C'était sa table de roulette, le casino de son imagination, jetant les dés de l'envol comme on saute dans le vide. 
Porte 43 : Katmandou : la ruée des taxis à la sortie du petit aéroport... la montée à pied vers Swayambunath... les personnages minuscules au bord des lampes à huile dans les temples... les sherpas et leur chargement disproportionné accroché au front par une lanière... les Gurkhas et leur couteau devant les entrées des banques... les femmes petites, courbées... le lassi à la mangue dans une échoppe de Durbar Square... les colliers tibétains et leur turquoises... le bruit, la fureur et la fumée des véhicules et la vache avançant paisiblement à contre courant... 

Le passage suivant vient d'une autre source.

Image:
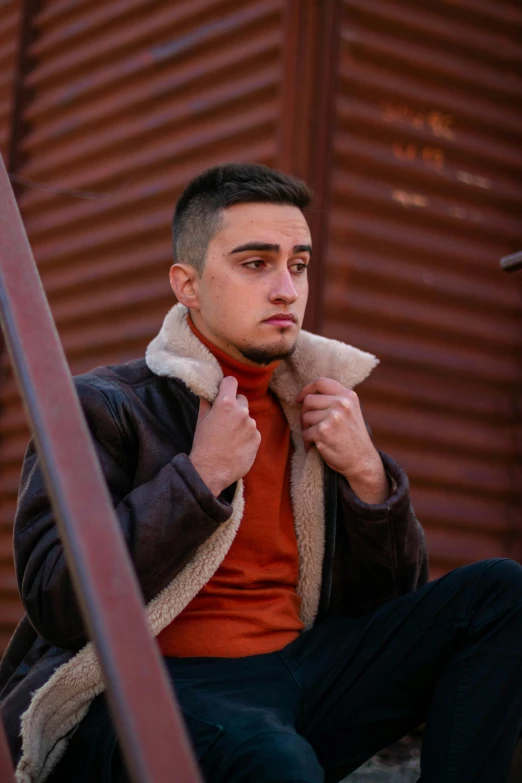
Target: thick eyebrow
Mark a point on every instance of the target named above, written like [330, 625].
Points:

Porte 21 : Stockholm : la ville survolée, presque invisible dans les arbres... l'eau partout, sans odeur et son foisonnement d'herbes, de joncs, les taches claires des nénuphars... les rues sans fumeurs... le tac-tac-tac rapide des feux verts sonores pour les piétons...les supermarchés sans alcool... les fenêtres à ras les murs, sans encadrements ni retrait... les femmes aux cheveux blancs, beaucoup, fines... les blondes, le plus souvent décolorées...les magasins de décoration intérieure : blanc, acier, bois, lumière... 

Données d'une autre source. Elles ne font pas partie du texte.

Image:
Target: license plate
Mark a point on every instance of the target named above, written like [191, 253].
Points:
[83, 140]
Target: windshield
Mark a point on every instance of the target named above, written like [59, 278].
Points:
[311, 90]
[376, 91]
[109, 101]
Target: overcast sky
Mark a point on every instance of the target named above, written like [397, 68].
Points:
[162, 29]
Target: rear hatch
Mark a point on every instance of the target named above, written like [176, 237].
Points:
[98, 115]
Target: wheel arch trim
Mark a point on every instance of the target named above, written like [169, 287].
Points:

Porte 62 : Abidjan : la chaleur collante qui saisit à la descente de l'avion... les moutons maigres et longs, noirs et blancs sur le marché... les margouillats qui passent entre les pieds sur la terrasse d'un hôtel... les billets CFA doux d'usure, lessivés par les tambours des mains, odorants des échanges incessants... les sachets de liquide glacé qu'on suce par un trou au coin...les femmes opulentes en wax, volants, chaussures grandes pointures...les hommes qui lisent les titres des journaux par terre à l'étal... 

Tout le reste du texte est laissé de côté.